Sizing guide¶

KDBL Context Lake (K-Lake) scales horizontally. Workers are stateless — when you need more crawl throughput, add worker replicas. The database is the floor on how fast metadata can be persisted, so size it for your peak ingest rate, not your steady state.

This page gives starting points. Tune from there based on the metrics in Telemetry.

Defaults¶

The shipped manifests set conservative requests with headroom in the limits.

Worker¶

	Request	Limit
CPU	1 core	4 cores
Memory	512 Mi	2 Gi

Each worker handles many in-flight crawl tasks concurrently. Increase replicas to increase throughput; the workers coordinate through the work queue and will not duplicate work.

API¶

	Request	Limit
CPU	100 m	1 core
Memory	128 Mi	512 Mi

The API is mostly thin — it reads and writes the database on behalf of the UI and CLI. Two replicas is a sensible default for availability; scale up only if you push it with heavy programmatic API traffic.

UI¶

	Request	Limit
CPU	50 m	250 m
Memory	32 Mi	128 Mi

The UI is static assets served by a lightweight web server. One or two replicas is enough.

Database¶

K-Lake persists everything in a managed database. Recommended starting points:

CPU: 2 cores, scale up under heavy ingest
Memory: at least 8 Gi for ingests above a few million files
Disk: provision for the eventual file count — figure tens of bytes per file record, plus indexes

A connection pooler is recommended in front of the database if you run more than a handful of workers.

When to scale up¶

Symptom	Action
Queue depth (`kdbl_queue_depth{state="pending"}`) sustained high	Add worker replicas
Worker CPU at limit, queue still growing	Bump worker CPU limit, then add replicas
Database CPU pinned, queue stable	Scale the database vertically
API responses slow under heavy CLI/API use	Add API replicas
OOMKills on workers during very wide directory listings	Bump worker memory limit

Source-level tuning¶

Two source-level toggles affect throughput. Both are exposed via the UI, the CLI (source bulk-ingest, source meta-caps), and the API.

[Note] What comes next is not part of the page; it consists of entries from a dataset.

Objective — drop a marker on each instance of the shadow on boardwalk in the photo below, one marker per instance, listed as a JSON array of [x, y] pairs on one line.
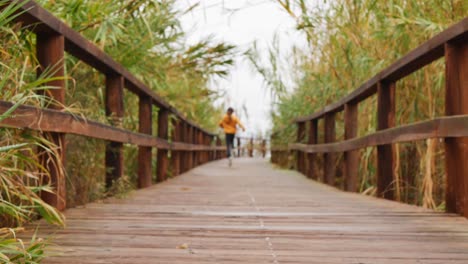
[[252, 213]]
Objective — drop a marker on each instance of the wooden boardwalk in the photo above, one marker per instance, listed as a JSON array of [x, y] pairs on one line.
[[253, 213]]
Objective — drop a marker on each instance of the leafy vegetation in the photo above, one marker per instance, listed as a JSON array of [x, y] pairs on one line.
[[349, 41], [145, 37]]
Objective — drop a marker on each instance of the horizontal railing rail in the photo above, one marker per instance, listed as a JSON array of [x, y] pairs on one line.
[[450, 44], [189, 144]]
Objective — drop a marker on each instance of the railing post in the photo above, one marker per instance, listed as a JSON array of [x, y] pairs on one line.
[[201, 154], [190, 154], [114, 112], [185, 153], [162, 160], [300, 137], [311, 171], [456, 149], [385, 153], [330, 157], [351, 157], [263, 148], [196, 141], [176, 155], [144, 153], [50, 54]]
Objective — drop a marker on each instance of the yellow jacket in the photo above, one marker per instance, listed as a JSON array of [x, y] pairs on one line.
[[229, 124]]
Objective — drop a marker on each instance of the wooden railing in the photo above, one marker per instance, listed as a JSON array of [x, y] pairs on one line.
[[450, 44], [249, 146], [189, 144]]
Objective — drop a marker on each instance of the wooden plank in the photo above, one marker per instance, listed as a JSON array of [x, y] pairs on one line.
[[144, 153], [351, 157], [176, 155], [40, 20], [416, 59], [189, 139], [217, 215], [48, 120], [114, 112], [456, 149], [455, 126], [385, 153], [312, 140], [163, 133], [50, 55], [301, 132], [329, 157]]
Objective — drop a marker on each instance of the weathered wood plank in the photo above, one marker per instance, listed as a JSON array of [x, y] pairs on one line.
[[114, 103], [214, 214], [48, 120], [456, 149], [50, 55], [452, 127], [41, 21], [330, 157], [424, 54], [351, 157], [144, 153], [385, 153], [163, 133]]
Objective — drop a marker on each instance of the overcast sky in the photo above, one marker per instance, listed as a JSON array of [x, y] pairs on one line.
[[241, 22]]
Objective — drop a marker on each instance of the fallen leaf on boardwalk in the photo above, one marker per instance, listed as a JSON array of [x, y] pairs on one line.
[[183, 246]]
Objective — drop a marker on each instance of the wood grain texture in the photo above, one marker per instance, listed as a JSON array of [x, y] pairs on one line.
[[41, 21], [329, 157], [385, 153], [442, 127], [145, 153], [456, 149], [424, 54], [162, 162], [50, 55], [252, 213], [48, 120], [312, 140], [351, 158]]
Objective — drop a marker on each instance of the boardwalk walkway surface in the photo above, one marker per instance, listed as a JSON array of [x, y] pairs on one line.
[[253, 213]]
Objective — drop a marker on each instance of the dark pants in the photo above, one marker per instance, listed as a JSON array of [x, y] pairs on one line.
[[230, 143]]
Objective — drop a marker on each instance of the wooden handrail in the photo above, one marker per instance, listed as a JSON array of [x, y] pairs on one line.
[[40, 21], [443, 127], [428, 52], [190, 144], [451, 44]]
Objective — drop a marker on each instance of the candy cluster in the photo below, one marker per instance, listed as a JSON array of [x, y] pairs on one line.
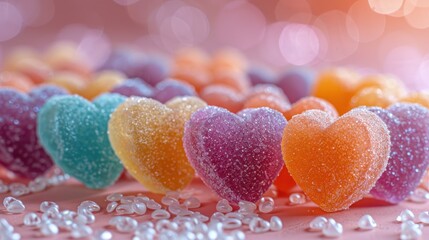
[[337, 134]]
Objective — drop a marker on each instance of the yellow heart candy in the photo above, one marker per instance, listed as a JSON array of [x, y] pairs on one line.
[[147, 136]]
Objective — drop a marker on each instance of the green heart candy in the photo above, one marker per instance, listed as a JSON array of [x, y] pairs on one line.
[[74, 133]]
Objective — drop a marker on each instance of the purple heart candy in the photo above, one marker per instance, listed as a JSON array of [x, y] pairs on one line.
[[409, 155], [296, 83], [163, 92], [238, 156], [20, 150]]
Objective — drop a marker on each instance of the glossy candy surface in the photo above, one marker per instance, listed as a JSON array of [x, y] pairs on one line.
[[147, 137], [20, 149], [238, 156], [74, 133], [341, 159]]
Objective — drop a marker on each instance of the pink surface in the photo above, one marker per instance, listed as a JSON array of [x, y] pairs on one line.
[[295, 218]]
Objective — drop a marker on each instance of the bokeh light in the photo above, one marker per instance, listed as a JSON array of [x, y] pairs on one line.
[[367, 35], [269, 49], [299, 44], [370, 25], [239, 24], [294, 11], [11, 21], [404, 62], [385, 6], [336, 27]]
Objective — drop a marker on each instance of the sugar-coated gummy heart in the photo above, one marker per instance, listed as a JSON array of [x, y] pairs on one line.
[[337, 86], [238, 156], [296, 83], [163, 91], [336, 161], [223, 96], [74, 132], [421, 98], [20, 150], [409, 156], [147, 137], [258, 75], [285, 182]]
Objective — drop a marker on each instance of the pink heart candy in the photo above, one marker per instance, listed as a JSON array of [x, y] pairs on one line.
[[20, 150], [409, 154], [238, 156]]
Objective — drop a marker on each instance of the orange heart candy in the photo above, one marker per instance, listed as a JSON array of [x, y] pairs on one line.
[[421, 98], [374, 97], [147, 136], [336, 161], [223, 96], [284, 181], [16, 81], [103, 82], [337, 86]]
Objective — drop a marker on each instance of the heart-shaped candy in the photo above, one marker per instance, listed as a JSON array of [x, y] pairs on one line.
[[409, 156], [74, 132], [20, 150], [238, 156], [336, 161], [147, 137], [163, 91]]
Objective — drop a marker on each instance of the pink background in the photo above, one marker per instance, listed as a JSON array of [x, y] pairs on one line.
[[387, 36], [295, 218]]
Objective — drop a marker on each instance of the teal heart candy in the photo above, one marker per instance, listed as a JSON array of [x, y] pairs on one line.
[[74, 133]]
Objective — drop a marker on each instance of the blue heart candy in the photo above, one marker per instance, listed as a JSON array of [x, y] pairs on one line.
[[74, 133]]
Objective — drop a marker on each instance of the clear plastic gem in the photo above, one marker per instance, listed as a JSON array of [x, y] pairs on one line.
[[276, 224], [223, 206], [139, 208], [4, 188], [424, 217], [153, 205], [168, 200], [124, 209], [90, 205], [102, 235], [31, 220], [405, 215], [13, 205], [45, 205], [420, 195], [48, 229], [367, 222], [318, 223], [124, 224], [238, 235], [37, 185], [266, 205], [246, 206], [127, 199], [173, 194], [192, 202], [114, 197], [175, 208], [160, 214], [5, 226], [164, 224], [231, 223], [259, 225], [18, 189], [297, 198], [332, 229], [111, 207]]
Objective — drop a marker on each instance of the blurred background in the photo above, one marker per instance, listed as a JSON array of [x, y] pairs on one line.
[[383, 36]]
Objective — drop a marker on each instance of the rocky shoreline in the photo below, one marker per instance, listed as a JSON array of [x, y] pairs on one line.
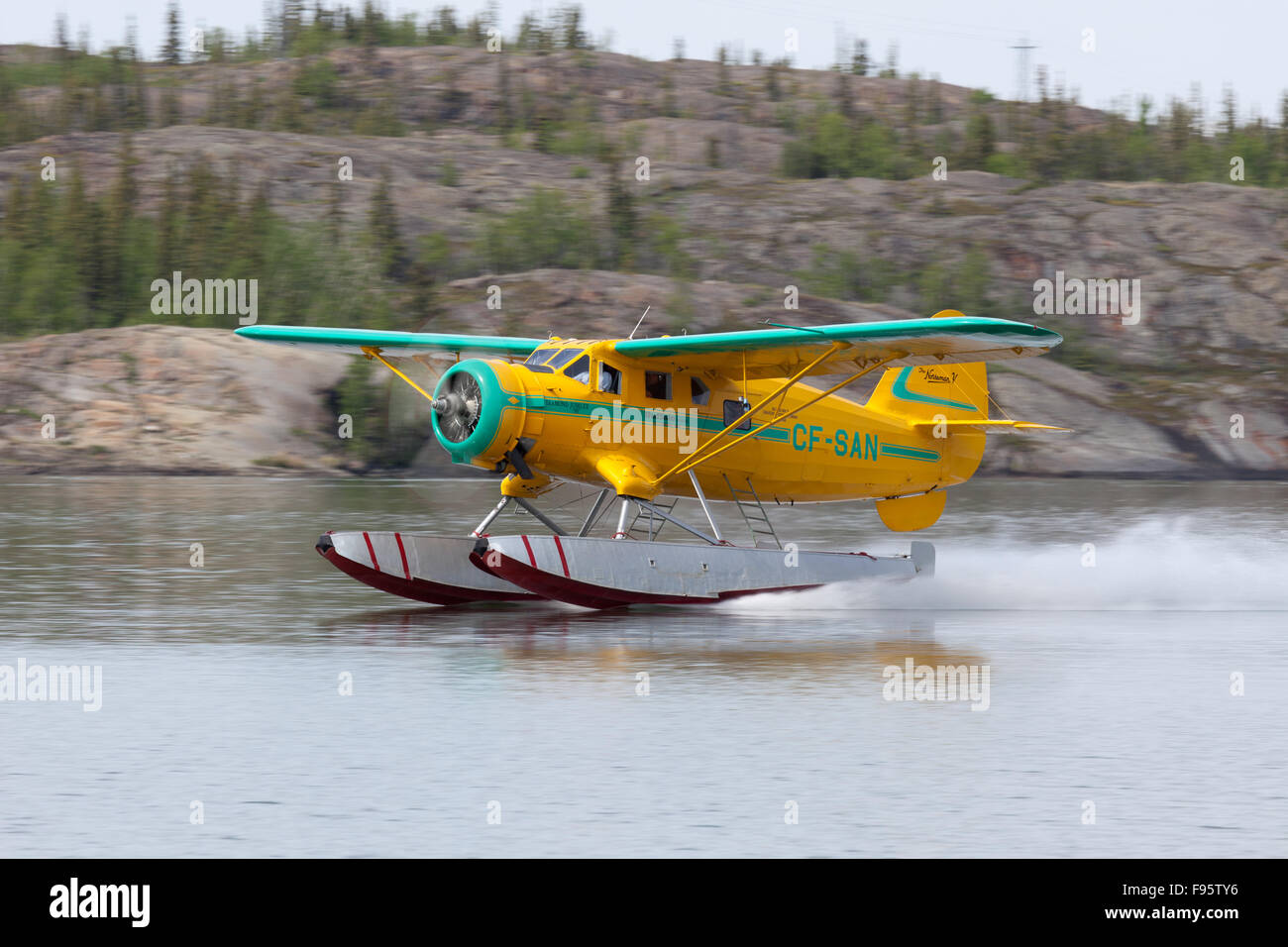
[[168, 399]]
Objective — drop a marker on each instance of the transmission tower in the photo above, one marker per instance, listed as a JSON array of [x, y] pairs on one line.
[[1021, 68]]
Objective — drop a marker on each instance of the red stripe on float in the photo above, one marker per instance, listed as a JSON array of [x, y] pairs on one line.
[[562, 557]]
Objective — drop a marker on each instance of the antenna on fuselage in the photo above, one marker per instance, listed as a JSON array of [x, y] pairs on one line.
[[640, 322]]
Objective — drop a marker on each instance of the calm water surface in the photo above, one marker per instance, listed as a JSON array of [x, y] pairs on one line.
[[1109, 684]]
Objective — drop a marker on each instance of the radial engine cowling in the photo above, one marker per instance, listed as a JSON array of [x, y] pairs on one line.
[[478, 411]]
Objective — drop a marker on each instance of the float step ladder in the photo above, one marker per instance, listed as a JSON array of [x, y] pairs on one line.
[[653, 523], [754, 514]]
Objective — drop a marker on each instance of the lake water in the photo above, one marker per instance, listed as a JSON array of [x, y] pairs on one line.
[[1134, 706]]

Bulk ingest — defaults to on. Optimizes the write path for first-time crawls and large catch-up runs. Leave on unless you know you're doing many small incremental updates and have benchmarked the alternative.
Metadata caps — controls which optional enrichments (S3 tags, NTFS / NFSv4 ACLs, xattrs) are gathered. Enabling more enrichment costs more crawl time and storage. Start narrow, widen as needed.

Estimating headroom¶

A worker pod can sustain steady-state ingest from a single source at network-bound rates for most object stores and NAS protocols. Real throughput depends heavily on:

Object size distribution — many small files is harder than fewer large ones
Source latency — same-region S3 is much faster than a remote SMB share
Whether metadata enrichment is enabled

Plan for capacity using a representative source: run a crawl on it, watch the metrics, and extrapolate.